CNW's Spinella said the plan--at least the Hyundai part of it--is working, partly because new vehicles like Hyundai's premium Azera sedan and redesigned vehicles like Sonata are casting a halo over the entire brand. (Still, news broke yesterday that Michelle Cervantez, vice president of marketing since 2005 for Hyundai Motor America, has left the company.)

"People are looking at it as not being cheap, but being competitive with Nissan, and with some Toyota products," he said.

Kia, which has posted nine consecutive months of record sales, sold 23,877 vehicles last month, and 221,998 vehicles YTD--a 2.6 percent increase versus the same nine months of 2005.

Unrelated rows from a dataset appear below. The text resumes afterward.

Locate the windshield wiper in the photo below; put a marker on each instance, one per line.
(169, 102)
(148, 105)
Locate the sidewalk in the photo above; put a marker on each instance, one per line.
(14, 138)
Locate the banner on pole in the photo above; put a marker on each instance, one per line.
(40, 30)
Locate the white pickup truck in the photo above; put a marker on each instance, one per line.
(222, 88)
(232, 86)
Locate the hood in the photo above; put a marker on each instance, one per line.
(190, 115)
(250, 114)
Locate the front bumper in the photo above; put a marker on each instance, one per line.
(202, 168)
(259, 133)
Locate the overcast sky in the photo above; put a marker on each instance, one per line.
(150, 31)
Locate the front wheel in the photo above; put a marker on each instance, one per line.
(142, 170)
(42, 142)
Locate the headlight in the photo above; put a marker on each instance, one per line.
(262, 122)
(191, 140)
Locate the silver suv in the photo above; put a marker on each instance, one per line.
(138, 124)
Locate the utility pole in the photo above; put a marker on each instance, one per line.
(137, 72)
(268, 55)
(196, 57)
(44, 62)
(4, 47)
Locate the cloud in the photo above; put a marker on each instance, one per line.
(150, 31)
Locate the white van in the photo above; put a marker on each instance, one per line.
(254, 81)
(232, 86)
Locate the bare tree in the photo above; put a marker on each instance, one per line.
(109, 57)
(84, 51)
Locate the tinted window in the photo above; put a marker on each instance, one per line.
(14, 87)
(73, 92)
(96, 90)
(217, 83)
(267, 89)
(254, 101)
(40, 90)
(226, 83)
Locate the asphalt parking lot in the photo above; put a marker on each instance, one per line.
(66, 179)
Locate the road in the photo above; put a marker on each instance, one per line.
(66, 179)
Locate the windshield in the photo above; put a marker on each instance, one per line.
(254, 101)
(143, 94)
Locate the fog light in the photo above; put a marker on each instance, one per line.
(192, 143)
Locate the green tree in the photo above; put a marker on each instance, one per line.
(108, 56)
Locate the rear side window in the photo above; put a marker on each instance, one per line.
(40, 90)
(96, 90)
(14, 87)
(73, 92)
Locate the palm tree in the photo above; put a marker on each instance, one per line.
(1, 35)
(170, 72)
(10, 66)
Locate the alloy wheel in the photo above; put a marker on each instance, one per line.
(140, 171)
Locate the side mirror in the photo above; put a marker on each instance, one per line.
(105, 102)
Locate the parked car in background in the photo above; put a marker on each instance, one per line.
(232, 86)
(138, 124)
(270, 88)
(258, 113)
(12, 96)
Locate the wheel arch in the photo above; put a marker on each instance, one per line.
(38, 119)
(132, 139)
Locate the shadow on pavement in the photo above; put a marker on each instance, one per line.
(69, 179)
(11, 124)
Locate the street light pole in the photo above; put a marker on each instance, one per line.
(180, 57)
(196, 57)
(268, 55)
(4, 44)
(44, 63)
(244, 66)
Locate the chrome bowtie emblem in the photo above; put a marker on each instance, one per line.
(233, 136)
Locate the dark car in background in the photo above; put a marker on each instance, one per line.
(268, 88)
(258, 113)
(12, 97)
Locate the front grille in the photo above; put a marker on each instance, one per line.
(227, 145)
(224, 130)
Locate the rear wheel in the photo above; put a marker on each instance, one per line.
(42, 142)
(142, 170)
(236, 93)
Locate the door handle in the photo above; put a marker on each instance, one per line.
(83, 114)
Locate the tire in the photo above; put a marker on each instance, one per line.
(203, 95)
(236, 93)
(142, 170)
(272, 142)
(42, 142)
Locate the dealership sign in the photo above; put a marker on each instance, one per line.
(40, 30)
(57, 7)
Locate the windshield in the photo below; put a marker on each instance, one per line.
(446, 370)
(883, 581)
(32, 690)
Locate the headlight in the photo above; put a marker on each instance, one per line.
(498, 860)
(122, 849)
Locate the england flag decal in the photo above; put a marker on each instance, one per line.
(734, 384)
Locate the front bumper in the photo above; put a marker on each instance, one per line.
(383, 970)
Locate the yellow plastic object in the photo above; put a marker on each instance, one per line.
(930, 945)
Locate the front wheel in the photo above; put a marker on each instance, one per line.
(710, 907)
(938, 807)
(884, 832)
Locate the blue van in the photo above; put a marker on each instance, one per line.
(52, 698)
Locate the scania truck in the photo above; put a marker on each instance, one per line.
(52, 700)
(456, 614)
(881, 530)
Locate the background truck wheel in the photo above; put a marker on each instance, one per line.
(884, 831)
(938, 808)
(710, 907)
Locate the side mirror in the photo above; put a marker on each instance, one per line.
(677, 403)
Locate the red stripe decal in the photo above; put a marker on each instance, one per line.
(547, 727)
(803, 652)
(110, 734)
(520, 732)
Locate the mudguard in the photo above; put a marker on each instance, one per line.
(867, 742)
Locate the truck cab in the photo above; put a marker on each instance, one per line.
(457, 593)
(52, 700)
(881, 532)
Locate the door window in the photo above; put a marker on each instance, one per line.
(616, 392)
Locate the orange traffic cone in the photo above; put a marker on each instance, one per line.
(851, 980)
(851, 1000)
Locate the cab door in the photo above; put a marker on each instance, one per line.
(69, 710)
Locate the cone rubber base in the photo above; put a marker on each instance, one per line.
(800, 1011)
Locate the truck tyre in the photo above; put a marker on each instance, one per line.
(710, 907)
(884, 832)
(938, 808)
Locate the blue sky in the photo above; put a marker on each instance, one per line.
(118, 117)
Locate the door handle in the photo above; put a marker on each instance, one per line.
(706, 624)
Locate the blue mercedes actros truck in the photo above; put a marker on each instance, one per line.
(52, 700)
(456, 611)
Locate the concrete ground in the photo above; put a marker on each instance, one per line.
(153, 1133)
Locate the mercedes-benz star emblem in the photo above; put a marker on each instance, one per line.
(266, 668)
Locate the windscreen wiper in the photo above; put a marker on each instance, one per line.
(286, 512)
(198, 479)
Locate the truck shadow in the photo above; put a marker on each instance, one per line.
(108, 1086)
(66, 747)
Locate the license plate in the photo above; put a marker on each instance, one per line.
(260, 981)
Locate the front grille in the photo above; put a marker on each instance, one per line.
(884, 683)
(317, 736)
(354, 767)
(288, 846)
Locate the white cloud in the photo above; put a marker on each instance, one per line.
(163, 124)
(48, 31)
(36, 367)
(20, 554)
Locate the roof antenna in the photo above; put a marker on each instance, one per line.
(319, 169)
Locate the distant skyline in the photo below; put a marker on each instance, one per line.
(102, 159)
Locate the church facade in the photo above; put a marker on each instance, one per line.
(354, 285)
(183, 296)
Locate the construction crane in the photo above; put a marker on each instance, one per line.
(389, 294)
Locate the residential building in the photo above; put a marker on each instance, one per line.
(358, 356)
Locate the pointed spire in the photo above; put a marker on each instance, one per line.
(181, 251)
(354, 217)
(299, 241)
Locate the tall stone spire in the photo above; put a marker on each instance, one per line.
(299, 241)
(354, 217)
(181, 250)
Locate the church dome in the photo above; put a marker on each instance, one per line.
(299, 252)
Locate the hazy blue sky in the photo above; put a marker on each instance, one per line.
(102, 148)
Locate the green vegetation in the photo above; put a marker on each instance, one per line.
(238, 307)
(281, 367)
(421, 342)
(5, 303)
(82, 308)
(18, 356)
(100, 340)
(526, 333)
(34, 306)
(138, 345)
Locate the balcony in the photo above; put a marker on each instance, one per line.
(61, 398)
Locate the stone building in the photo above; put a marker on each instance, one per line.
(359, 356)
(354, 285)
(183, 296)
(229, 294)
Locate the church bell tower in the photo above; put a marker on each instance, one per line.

Most Kia customers are former Chrysler, Ford and GM drivers, said Beavis, "so the worse it gets for them the better it gets for us." Beavis joined the company in May last year from Mitsubishi Motors North America.

The company, Beavis said, is shifting its marketing and media dollars away from national network TV, and toward Internet, events, Web, print, and cable.

"We were very TV-centric when I got here; it's still the bulk of what we do, but it's now more evenly divided between network, cable and spot." He added that Kia will increase its focus on regional marketing.

Beavis added that Kia is also bulking up on ride-and-drive type events that get consumers behind the wheel of its cars. This summer, the company ran 19 such events at soccer events through sponsorship of American Youth Soccer, and with Magic Johnson Enterprises in urban markets.